Re: Redirect after POST behavior in LWP::UserAgent differs from Netscape's?
by extremely (Priest) on Mar 16, 2001 at 01:24 UTC
    don't know what the HTTP RFC says, but I guess it wouldn't matter, since Netscape's has to be the de-facto standard.

    The RFC says that allowing a redirect to a POST is unsafe and that clients shouldn't do it. To do so is evil and guaranteed to act weird with all browsers. Some will convert to GET style and happily send your data to the error page you got because the CGI is broken. Others ask and some fail silently.

    I think that you will find people rather unhappy with you offering to break compliance with a standard. Make sure the patch you offer is both optional and defaults to off.

    Sarcasm about Netscape being "standard" removed before posting =) =)

    --
    $you = new YOU;
    honk() if $you->love(perl)

      Sarcasm about Netscape being "standard" removed before posting =) =)
      I've often said (and gotten away with) in my columns the phrase "non-standard browsers, such as Netscape and IE".

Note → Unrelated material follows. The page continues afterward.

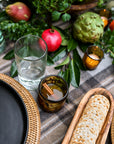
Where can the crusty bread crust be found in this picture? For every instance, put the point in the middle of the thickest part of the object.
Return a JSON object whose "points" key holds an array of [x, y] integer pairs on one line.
{"points": [[91, 121]]}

      -- Randal L. Schwartz, Perl hacker

      But people use those undocumented quirks in browser implementation. I don't think we could ever banish reliance on such non-standard features, so maybe the best way to deal with them would be to incorporate them to the RFC in substitution of the original spec (I'm not talking specifically about this one quirk, which you say is unsafe; BTW, would you dwell into why it is so?).

      PerlMonks itself, doesn't it rely on Netscape's redirect after POST behavior?

      Also, consider that Perl is a good example of the implementation being also the standard, a system that has worked pretty well, IMHO.

        Well, the main "danger" is that you could be directed to a site other than the one you felt safe giving your data too. If you hit a post to Amazon's order form and the last page redirected you to Barnes and Noble's page for the purchase. Worse, if the error document of the site was "tweaked" and the CGI removed you might wind up pouring your data into someone else's logs.

        Also, please don't confuse redirect AFTER post with redirecting THE post. You shouldn't be conned into sending data to someone you didn't expect. Where the browser goes after the data is received properly is something else entirely.

        Read for yourself: RFC 2616 Sec 10.3.2 and and you might look at most of Sec 15 as well.

        --
        $you = new YOU;
        honk() if $you->love(perl)

      Newer versions of Netscape will warn you about being redirected with POST before allowing it to happen; I believe that the same goes for recent MSIE's.